Aus gewerkschaftlicher Perspektive überzeugt der Gesetzesvorschlag nicht. Verbriefungen trugen maßgeblich zur Verbreitung und Verschärfung der Finanzkrise 2007/2008 bei. Sie sind ein Risiko für die Finanzmarktstabilität, weil sie Fehlanreize setzen. Wenn Finanzinstitute durch den Verkauf von Forderungen kein Risiko in der eigenen Bilanz behalten, besteht der Anreiz, trotz schlechter Bonität, Kredite zu vergeben. Kreditrisiken werden verschleiert. Mit dem Gesetzespaket weicht die EU-Kommission weiter von internationalen Standards ab, auf die man sich nach der Finanzkrise verständigt hatte.
Auch der Nutzen für die Realwirtschaft ist umstritten: Verbriefungen sind zuallererst eine Technik zur Verringerung des Kapitalbedarfs und die Banken können frei entscheiden, wofür sie das eingesparte Kapital verwenden. Sie können es zur Senkung der Kreditkosten für Haushalte und Unternehmen verwenden. Sie können es aber auch nutzen, um die Ausschüttungen von Dividenden zu erhöhen oder um Aktienrückkaufprogramme zu finanzieren, von denen ebenfalls nur Aktionäre profitieren. Es gibt überhaupt keine Garantie, dass Banken die Entlastungen zur Finanzierung der Realwirtschaft verwenden.

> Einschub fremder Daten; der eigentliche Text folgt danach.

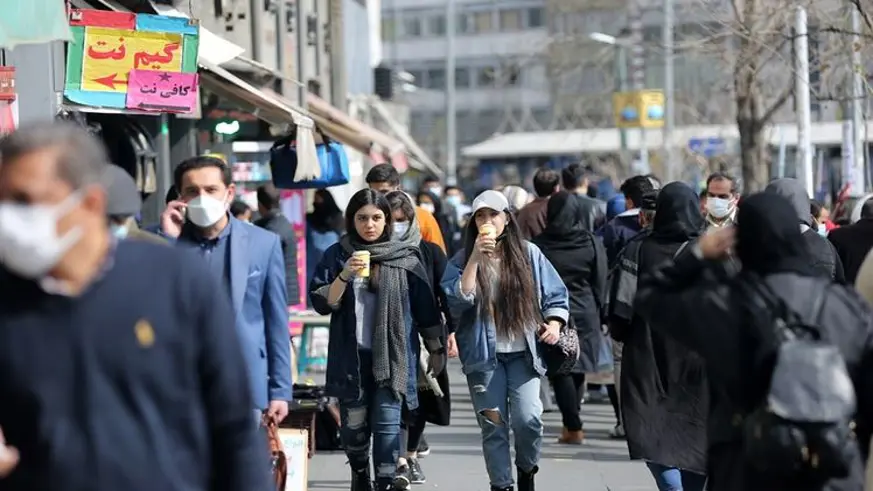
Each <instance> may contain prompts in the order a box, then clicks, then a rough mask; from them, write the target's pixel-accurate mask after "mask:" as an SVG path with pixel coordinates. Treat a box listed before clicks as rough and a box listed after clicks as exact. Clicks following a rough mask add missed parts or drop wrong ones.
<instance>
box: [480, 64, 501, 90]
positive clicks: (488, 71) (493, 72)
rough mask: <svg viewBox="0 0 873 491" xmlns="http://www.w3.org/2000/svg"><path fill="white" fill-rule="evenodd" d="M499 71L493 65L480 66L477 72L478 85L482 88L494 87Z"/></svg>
mask: <svg viewBox="0 0 873 491" xmlns="http://www.w3.org/2000/svg"><path fill="white" fill-rule="evenodd" d="M496 78H497V71H496V70H495V69H494V68H493V67H485V68H480V69H479V70H478V71H477V72H476V86H477V87H481V88H487V87H494V82H495V81H496Z"/></svg>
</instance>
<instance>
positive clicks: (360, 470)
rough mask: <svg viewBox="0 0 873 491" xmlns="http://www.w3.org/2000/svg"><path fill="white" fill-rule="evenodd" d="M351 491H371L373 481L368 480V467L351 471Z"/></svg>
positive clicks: (371, 488)
mask: <svg viewBox="0 0 873 491" xmlns="http://www.w3.org/2000/svg"><path fill="white" fill-rule="evenodd" d="M351 491H373V480H372V479H371V478H370V467H369V466H367V468H366V469H363V470H359V471H356V470H354V469H352V487H351Z"/></svg>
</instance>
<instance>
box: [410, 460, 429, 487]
mask: <svg viewBox="0 0 873 491" xmlns="http://www.w3.org/2000/svg"><path fill="white" fill-rule="evenodd" d="M408 462H409V481H410V482H411V483H412V484H424V483H426V482H427V478H426V477H425V476H424V472H423V471H422V470H421V464H419V463H418V459H409V461H408Z"/></svg>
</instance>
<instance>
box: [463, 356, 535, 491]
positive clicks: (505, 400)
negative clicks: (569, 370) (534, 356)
mask: <svg viewBox="0 0 873 491" xmlns="http://www.w3.org/2000/svg"><path fill="white" fill-rule="evenodd" d="M467 385H468V386H469V387H470V396H471V398H472V399H473V408H474V409H475V411H476V416H477V418H476V419H477V421H478V422H479V428H480V430H481V432H482V453H483V454H484V455H485V467H486V469H487V470H488V478H489V479H490V481H491V486H493V487H497V488H505V487H509V486H512V484H513V479H512V458H511V456H510V452H509V430H510V429H512V433H513V435H515V466H516V467H518V468H519V469H521V470H523V471H525V472H531V471H532V470H533V469H534V468H535V467H536V466H537V464H538V463H539V460H540V446H541V445H542V440H543V420H542V414H543V404H542V402H541V401H540V376H539V375H537V373H536V372H535V371H534V369H533V366H532V365H531V362H530V360H529V359H528V354H527V352H519V353H497V368H495V369H494V370H493V371H488V372H477V373H471V374H468V375H467ZM507 422H508V423H507Z"/></svg>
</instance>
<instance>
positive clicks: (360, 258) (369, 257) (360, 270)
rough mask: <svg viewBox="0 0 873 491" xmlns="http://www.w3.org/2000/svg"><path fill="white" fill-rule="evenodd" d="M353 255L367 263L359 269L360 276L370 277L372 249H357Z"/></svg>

Aktuell schütten europäische Banken so viel Geld an Aktionäre aus wie seit Jahren nicht. Vor diesem Hintergrund ist es höchst zweifelhaft, dass Banken die geplante Kapitalentlastung durch Verbriefungen für eine zusätzliche Kreditvergabe nutzen. Wahrscheinlicher ist es, dass das Geld direkt in die Taschen der Aktionäre von Großbanken wandert. Sowohl aus Gründen der Finanzstabilität als auch aus Gründen der Verteilungsgerechtigkeit ist das Gesetzespaket der EU-Kommission daher abzulehnen.